Il tecnico campione d'Italia si rivela in una lunga intervista: "Se senti il rischio, allora devi intervenire anche se sembri pazzo"

Dopo una stagione straordinaria, culminata con la conquista dello scudetto, Antonio Conte è stato confermato sulla panchina del Napoli anche per la prossima stagione. I colloqui con il presidente Aurelio De Laurentiis hanno chiarito ogni divergenza, sancendo la volontà comune di proseguire insieme, nonostante sullo sfondo ci siano state diverse voci su un possibile ritorno alla Juve. Il tecnico salentino si è raccontato a cuore aperto, affrontando temi che spaziano dal suo metodo di lavoro alla gestione emotiva del gruppo.

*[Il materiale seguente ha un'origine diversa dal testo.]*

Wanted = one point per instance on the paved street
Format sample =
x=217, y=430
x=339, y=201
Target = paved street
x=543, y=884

Conte, il sergente di ferro

Conte respinge con decisione l’etichetta di allenatore autoritario e inflessibile: "Ci sono momenti in cui devi essere più rigido, più duro, perché quello necessita la situazione, poi ci sono anche quelli in cui diventi un fratello maggiore, un padre. Per il ruolo di capo, di un leader, sarebbe fin troppo facile imporre la propria idea, dare ordini e basta. Il problema è riuscire a trovare il modo affinché capiscano l’importanza e ti seguano. Le cose devi farle attraverso l’esempio. Si accelera e si decelera, il punto di equilibrio è la chiave di tutto. Vale per il calciatore, il terapista, il magazziniere, il giardiniere. In un club, dal primo all’ultimo, tutti devono far parte di un meccanismo che lavora per ricercare il miglioramento continuo. L’esempio del fare è alla base di tutto. È inevitabile che quando le cose non vanno nella giusta direzione mi arrabbio e anche tanto". Insomma la leadership, per lui, si esercita col fare e non solo con le parole.